Ren Allen

"! What I was saying is that emotions can and many times do increase
during puberty. "

Absolutely. I'm not trying to ignore the fact that hormones are
stronger and more fluctuating for some people during that time. I just
think it's not a good idea to brush off intense emotions as "puberty"
without looking very deeply at how the parents are handling issues.

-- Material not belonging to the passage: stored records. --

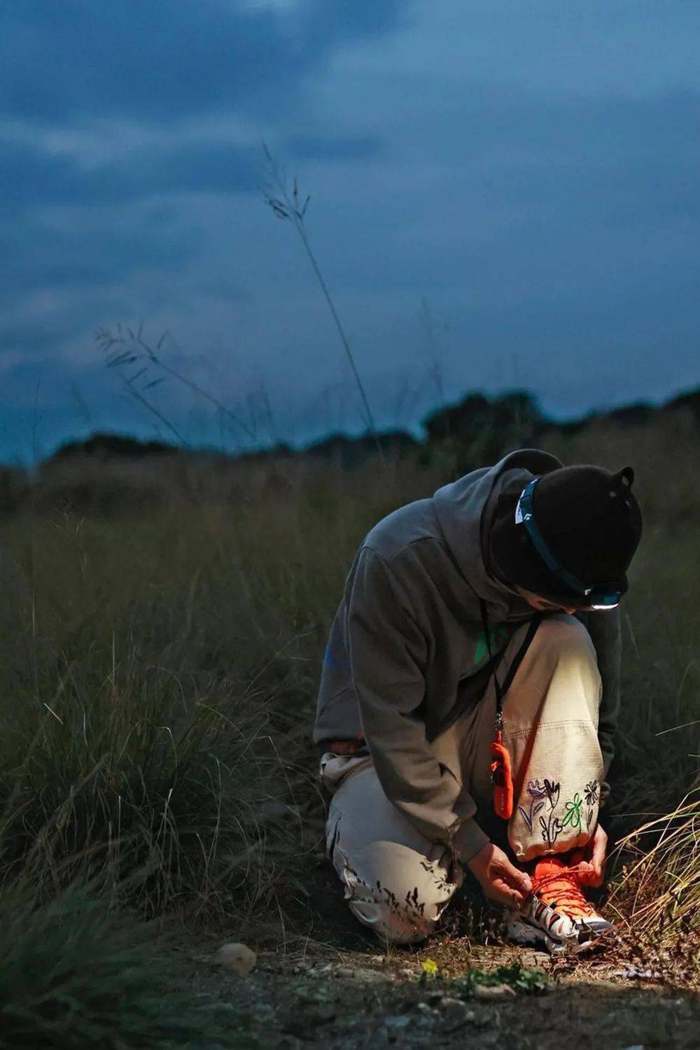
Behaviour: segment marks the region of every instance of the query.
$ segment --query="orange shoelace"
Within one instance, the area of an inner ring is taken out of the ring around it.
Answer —
[[[596,914],[584,897],[578,874],[579,865],[571,867],[556,858],[540,860],[532,875],[532,892],[555,910],[564,911],[571,919],[588,919]]]

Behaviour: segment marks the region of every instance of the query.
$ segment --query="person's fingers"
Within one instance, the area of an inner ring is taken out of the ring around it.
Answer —
[[[487,896],[491,900],[497,901],[499,904],[507,904],[511,907],[523,904],[527,898],[527,894],[521,892],[515,886],[511,886],[505,879],[497,876],[491,880]]]
[[[506,882],[517,889],[525,897],[528,897],[532,892],[532,880],[527,872],[521,872],[519,867],[515,867],[508,860],[504,863],[503,877]]]

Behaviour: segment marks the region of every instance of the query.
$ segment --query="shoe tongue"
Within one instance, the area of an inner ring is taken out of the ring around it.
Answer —
[[[558,872],[568,869],[569,865],[560,857],[543,857],[535,864],[534,877],[542,879],[548,875],[556,875]]]

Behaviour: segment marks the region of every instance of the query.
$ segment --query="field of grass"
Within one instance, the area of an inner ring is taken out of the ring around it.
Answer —
[[[700,800],[691,794],[662,818],[700,771],[698,432],[678,415],[543,444],[566,463],[636,470],[645,530],[624,602],[607,824],[611,837],[651,826],[628,844],[613,905],[623,920],[643,915],[657,944],[695,938],[697,963]],[[34,512],[0,523],[0,925],[20,894],[22,914],[35,918],[13,936],[25,938],[27,958],[47,926],[65,928],[75,915],[65,902],[88,883],[90,907],[103,911],[79,948],[58,939],[68,970],[91,965],[90,937],[111,950],[114,914],[220,924],[229,940],[250,943],[262,918],[284,924],[290,898],[297,907],[303,898],[299,872],[320,850],[310,733],[354,550],[379,518],[468,461],[468,450],[461,458],[440,445],[353,474],[270,460],[241,465],[225,491],[189,478],[166,505],[140,511],[132,500],[108,516],[83,517],[60,492],[38,489]],[[140,491],[168,481],[160,463],[139,470]],[[123,948],[116,938],[114,951]],[[26,987],[18,1000],[6,966],[0,1021],[20,1000],[30,1016],[39,1008]],[[83,976],[73,973],[76,1002]],[[26,1026],[28,1042],[12,1045],[71,1045],[31,1043]],[[166,1035],[186,1045],[182,1033]],[[142,1043],[94,1045],[158,1043],[147,1032]]]

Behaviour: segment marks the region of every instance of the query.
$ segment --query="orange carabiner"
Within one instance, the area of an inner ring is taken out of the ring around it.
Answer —
[[[510,820],[513,815],[513,777],[510,755],[503,742],[500,729],[491,740],[491,780],[493,782],[493,808],[499,817]]]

Especially for a child that had extremely damaging experiences, just
left school recently and is not unschooling yet!! Yeah, there's
probably some pubescent angst adding fuel to the fire, but there's
probably a lot of old hurt that needs to be worked through also.
One day at a time.....:)

Ren
learninginfreedom.com


drusila00

--- In [email protected], "Ren Allen"
<starsuncloud@...> wrote:
>
> Here's a link to Sandra Dodd's page about "teen rebellion"
> http://sandradodd.com/rebellion
>
> Ren
> learninginfreedom.com
>


I don't think the information here fits our situation at all.
(but thanks for trying)

I certainly do not think our son is rebellious, I don't think of him
as submisive or compliant either. I just don't think of people like
that at all.
I do think he is becoming moodyier, which is to say his moods are not
on an even keel as often as before and I think he has started
destressing and is finaly realizing that he has more space.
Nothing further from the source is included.